BANGKOK / SEOUL – Er galt als Geist, als Ertrunkener, als einer der meistgesuchten Männer Südostasiens. Doch am Dienstag endete das Versteckspiel von Thapanan alias „Noo Chen“ spektakulär auf dem Rollfeld des Flughafens Suvarnabhumi. In Handschellen und unter massiver Bewachung wurde der 43-Jährige direkt nach seiner Abschiebung aus Südkorea der Weltpresse präsentiert.

Hinter der Festnahme steht die Demontage eines kriminellen Imperiums, das laut dem Büro des Narcotics Control Board (ONCB) zeitweise für bis zu 30 % des gesamten thailändischen Drogenhandels verantwortlich war.


Vom Kleinkriminellen zum Kartellboss

Die kriminelle Karriere des Thapanan liest sich wie der Prototyp eines sozialen Abstiegs mit globalen Folgen:

  • 2000–2002: Einstieg als drogenabhängiger Kleinstdealer an der Srinagarindra Road.

  • Der Aufstieg: Durch Kontakte zu ethnischen Gruppierungen im Grenzgebiet ließ er eigene Plantagen errichten.

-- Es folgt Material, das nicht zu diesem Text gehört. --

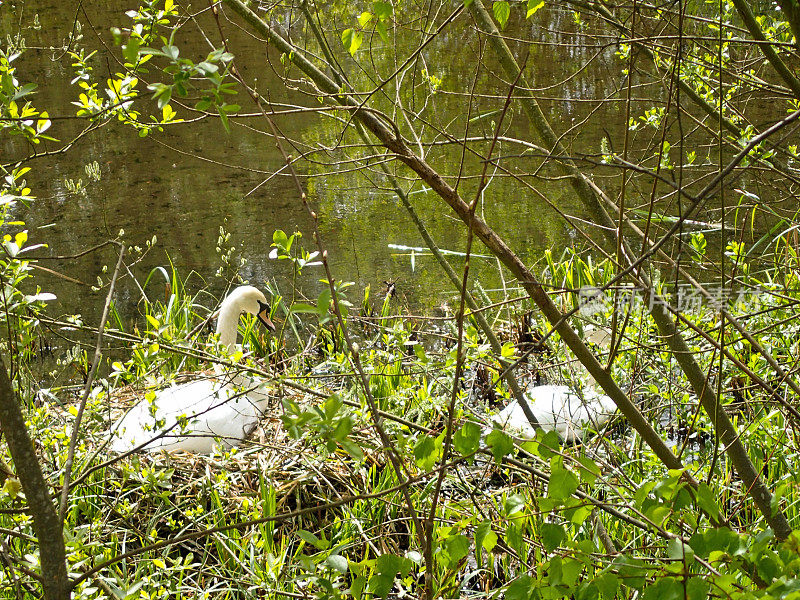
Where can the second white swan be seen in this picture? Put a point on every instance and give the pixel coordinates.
(558, 408)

  • Das Netzwerk: Über ein Jahrzehnt hinweg schleuste sein Kartell Millionen von Speed-Pillen (Yaba) und über eine Tonne Crystal Meth nach Thailand.

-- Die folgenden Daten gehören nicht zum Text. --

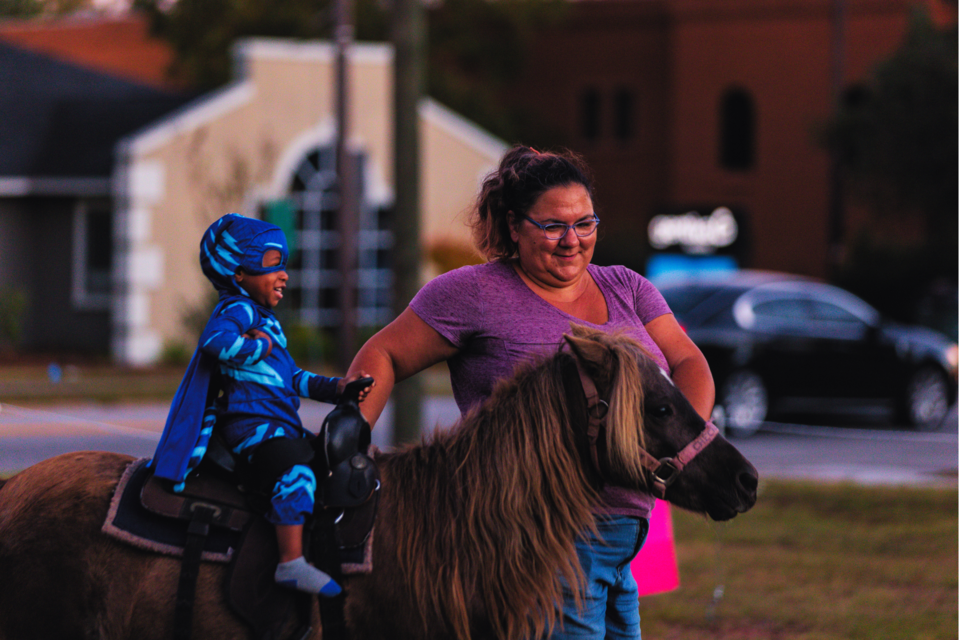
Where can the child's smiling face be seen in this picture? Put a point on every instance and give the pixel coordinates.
(266, 289)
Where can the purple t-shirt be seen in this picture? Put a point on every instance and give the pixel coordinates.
(496, 321)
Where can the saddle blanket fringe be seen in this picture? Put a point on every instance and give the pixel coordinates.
(129, 522)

Insgesamt sammelten die Behörden im Laufe der Jahre eine Rekordzahl von 60 Haftbefehlen gegen ihn.

Der Tod, der keiner war

Bereits 2009 schien das Netz über ihm zusammenzubrechen, als er mit 26.000 Speed-Pillen gefasst wurde. Doch während des laufenden Berufungsverfahrens gelang ihm die Flucht ins Ausland.

Der dramatischste Wendepunkt ereignete sich Ende 2022: Gerüchte verbreiteten sich, Thapanan sei in Myawaddy ermordet und seine Leiche in den Moei-Fluss geworfen worden. Das organisierte Verbrechen schien einen seiner Köpfe verloren zu haben. Doch die thailändische Einwanderungspolizei blieb skeptisch – eine Intuition, die sich auszahlte.

„Er hat versucht, die gesamte Justiz mit seinem eigenen Tod zu täuschen, während er aus dem Schatten heraus sein Imperium weiterführte“, so ein Ermittler während der Pressekonferenz.

Die globale Jagd endet in Südkorea

Nachdem er seinen eigenen Tod vorgetäuscht hatte, führte Thapanans Fluchtroute ihn quer durch Asien. Er versteckte sich in Laos, Vietnam und Japan, bevor er schließlich in Südkorea untertauchte. Dort klickten am Montag die Handschellen.

Für die thailändischen Behörden ist die Festnahme ein massiver Schlag gegen den regionalen Drogenhandel. Auf den Kopf des Barons war eine Belohnung von einer Million Baht ausgesetzt. Nun wartet auf den Mann, der sich einst für tot erklärte, die harte Realität der thailändischen Justiz.